Unlike Paris, they don’t retain an ounce of snobbery about their love for their city. Gaudi, Barcelona’s most celebrated son epitomises this refreshing, fun and open approach with Place Guell, (3-5 Nou de las Ramblas) Parc Guell (Vallcarca) and La Pedrera or Casa Mila (92 Passeig de Gracia) all adding a unique sense of humour to the city’s architecture. All the above mentioned are a must, even to the most unlikely culture vulture!

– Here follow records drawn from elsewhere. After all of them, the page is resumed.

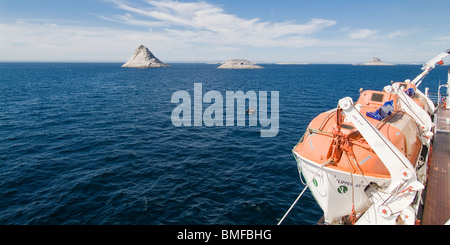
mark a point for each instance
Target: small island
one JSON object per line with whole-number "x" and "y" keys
{"x": 143, "y": 58}
{"x": 239, "y": 64}
{"x": 376, "y": 62}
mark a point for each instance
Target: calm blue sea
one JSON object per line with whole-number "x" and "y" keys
{"x": 93, "y": 143}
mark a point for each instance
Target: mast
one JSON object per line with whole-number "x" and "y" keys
{"x": 427, "y": 67}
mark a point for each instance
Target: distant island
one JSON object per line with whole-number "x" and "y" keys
{"x": 143, "y": 58}
{"x": 239, "y": 64}
{"x": 376, "y": 62}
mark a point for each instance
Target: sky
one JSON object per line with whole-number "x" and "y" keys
{"x": 320, "y": 31}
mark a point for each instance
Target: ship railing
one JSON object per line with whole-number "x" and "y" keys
{"x": 438, "y": 98}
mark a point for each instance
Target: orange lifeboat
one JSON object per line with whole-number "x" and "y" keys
{"x": 348, "y": 164}
{"x": 329, "y": 138}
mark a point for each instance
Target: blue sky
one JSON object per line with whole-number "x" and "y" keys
{"x": 321, "y": 31}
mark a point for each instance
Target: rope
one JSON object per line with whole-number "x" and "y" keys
{"x": 304, "y": 189}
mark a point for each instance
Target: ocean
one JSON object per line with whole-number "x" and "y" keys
{"x": 94, "y": 143}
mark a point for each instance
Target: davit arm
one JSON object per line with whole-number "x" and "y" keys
{"x": 397, "y": 197}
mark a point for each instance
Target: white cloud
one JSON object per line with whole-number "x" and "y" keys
{"x": 202, "y": 22}
{"x": 362, "y": 33}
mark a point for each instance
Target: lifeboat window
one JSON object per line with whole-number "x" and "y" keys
{"x": 377, "y": 97}
{"x": 348, "y": 126}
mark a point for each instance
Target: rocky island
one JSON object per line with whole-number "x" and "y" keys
{"x": 239, "y": 64}
{"x": 143, "y": 58}
{"x": 376, "y": 62}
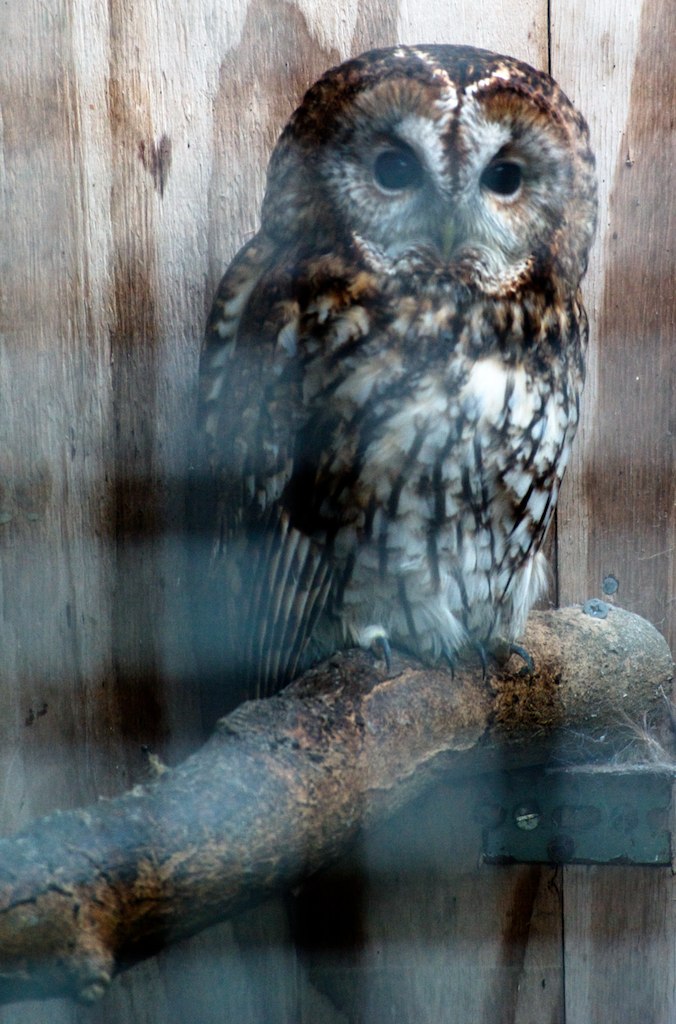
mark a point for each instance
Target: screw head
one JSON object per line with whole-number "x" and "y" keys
{"x": 527, "y": 816}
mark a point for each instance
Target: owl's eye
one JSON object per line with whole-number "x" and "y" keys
{"x": 504, "y": 177}
{"x": 397, "y": 169}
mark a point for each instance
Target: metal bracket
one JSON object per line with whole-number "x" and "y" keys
{"x": 579, "y": 816}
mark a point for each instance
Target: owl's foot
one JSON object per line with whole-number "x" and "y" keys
{"x": 375, "y": 638}
{"x": 529, "y": 664}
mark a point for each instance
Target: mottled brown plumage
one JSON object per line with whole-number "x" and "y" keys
{"x": 392, "y": 369}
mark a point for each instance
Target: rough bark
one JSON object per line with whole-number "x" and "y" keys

I took valuable time out from my shopping holiday to visit each place and felt no remorse for doing so! I spent 10 days in Barcelona and managed to fill every day with exciting things to do. It took me a day or two to get my barings but soon realised that getting around was remarkably easy even for a girl with a defective sense of direction! I would advise anyone to take a few hours on the first day for a Barcelona bus tour. (Green, blue or red buses take you on different routes throughout the city approx Euro16) This is invaluable as you can hop on hop off as many times as you like, safe in the knowledge that there will be another bus along every 10 minutes. It really helped me get the lay of the land and I visited places I would not have otherwise ventured to like Placa Espanya and Museu Nacional D‘Art de Catalunya in Palau National, Parc de Montjuic. Montjuic is also the spot where you can catch the cable car across to the marina. There’s even a shopping bus - which will bring you to all the main shopping areas in the city! I didn’t know about that til the end of my stay but I still managed to make a healthy dent in my credit card none the less!! Shopping was my main focus on this trip and although I found lots of interesting shops throughout the city, I had the feeling Barcelona is no exception to the influx of High street stores bleeding the smaller boutiques dry. Zara, Pull & Bear and Mango being the main culprits. The impressive Placa de Catalunya is the heart of it all! Everything leads from this point and it is easily found due to the landmark El Corte Angles store on the corner.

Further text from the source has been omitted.